Though the set was a mere 13 songs with no encore, Seether accomplished what they set out to do; entertain a crowd foaming with rabid intensity. From the opener “Gasoline” to closer “Remedy”, the raucous crowd passionately embraced the essence of what a rock n’ roll gathering should be. With total disregard for personal safety, multitudes of bodies were repeatedly propelled above the outstretched hands of the frenzied audience with careless abandon.

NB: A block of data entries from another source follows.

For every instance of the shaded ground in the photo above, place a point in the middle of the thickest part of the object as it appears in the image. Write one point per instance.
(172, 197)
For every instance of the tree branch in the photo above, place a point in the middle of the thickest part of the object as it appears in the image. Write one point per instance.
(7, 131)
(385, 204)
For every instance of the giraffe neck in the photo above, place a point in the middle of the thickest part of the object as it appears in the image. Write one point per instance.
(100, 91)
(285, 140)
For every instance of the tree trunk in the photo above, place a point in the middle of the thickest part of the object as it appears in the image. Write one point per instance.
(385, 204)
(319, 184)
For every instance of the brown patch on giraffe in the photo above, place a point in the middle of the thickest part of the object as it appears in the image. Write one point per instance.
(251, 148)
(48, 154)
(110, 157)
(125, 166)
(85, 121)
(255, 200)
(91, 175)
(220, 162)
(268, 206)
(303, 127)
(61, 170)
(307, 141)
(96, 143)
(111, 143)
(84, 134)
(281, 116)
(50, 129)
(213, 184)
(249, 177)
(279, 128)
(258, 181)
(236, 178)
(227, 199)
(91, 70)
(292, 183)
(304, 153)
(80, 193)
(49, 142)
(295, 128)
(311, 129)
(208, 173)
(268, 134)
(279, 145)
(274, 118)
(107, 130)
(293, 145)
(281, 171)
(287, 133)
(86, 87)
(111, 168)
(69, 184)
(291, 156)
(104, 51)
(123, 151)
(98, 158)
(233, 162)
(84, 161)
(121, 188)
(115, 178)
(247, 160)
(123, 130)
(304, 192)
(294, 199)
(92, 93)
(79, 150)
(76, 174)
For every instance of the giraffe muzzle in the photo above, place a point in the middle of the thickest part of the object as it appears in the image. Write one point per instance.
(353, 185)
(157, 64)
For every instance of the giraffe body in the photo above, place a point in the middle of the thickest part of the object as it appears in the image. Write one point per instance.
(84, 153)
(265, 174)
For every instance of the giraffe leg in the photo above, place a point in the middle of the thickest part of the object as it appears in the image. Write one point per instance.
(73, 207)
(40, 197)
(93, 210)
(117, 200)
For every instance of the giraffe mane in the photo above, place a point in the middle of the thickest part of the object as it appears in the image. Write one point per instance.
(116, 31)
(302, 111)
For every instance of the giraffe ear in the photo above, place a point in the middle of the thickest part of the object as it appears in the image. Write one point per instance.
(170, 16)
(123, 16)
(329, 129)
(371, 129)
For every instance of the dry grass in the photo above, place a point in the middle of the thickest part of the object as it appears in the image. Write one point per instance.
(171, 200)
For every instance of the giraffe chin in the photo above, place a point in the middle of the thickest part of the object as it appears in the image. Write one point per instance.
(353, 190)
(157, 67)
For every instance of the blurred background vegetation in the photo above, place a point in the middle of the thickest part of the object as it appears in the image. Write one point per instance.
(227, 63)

Feeding off this energy was a band who simply wanted to rock. Talk is cheap, and Seether barely said more than ten words throughout the entire evening. But who desires words when a guitar, a bass and a drum kit have the ability to express so much more.
Crisp-sounding and tight throughout every song, Seether performed many of their hits including “Broken” (acoustically), “Fine Again” and new single, “Country Song”. Having also been largely inspired by Nirvana over their career, the band even covered the grunge-rockers “Heart-Shaped Box” with staggering success. Not too many singers can match Cobain’s intensely emotional vocalization, but Shaun Morgan’s unbelievable voice (as powerful as it can get) paid homage with booming ferocity.
But not everything was pristine. Though Seether has been known to play very short sets over their career, the concert seemed to conclude rather prematurely. Just as the energy in the building was gaining in intensity, the show was suddenly over. Many were left surprised and looking abandoned without any intuition as to what to do. There were futile attempts to await the return of the band but to no avail. Without an encore, the congregation filed out ontoQueen St.impressed, but secretly sulking for more.
Apart from this and, of course, the obligatory drum solo that was conducted during the performance (which has grown tiresome over time- no matter how talented the solo may be), the show entertained. Simple and straightforward-the way a rock concert should be.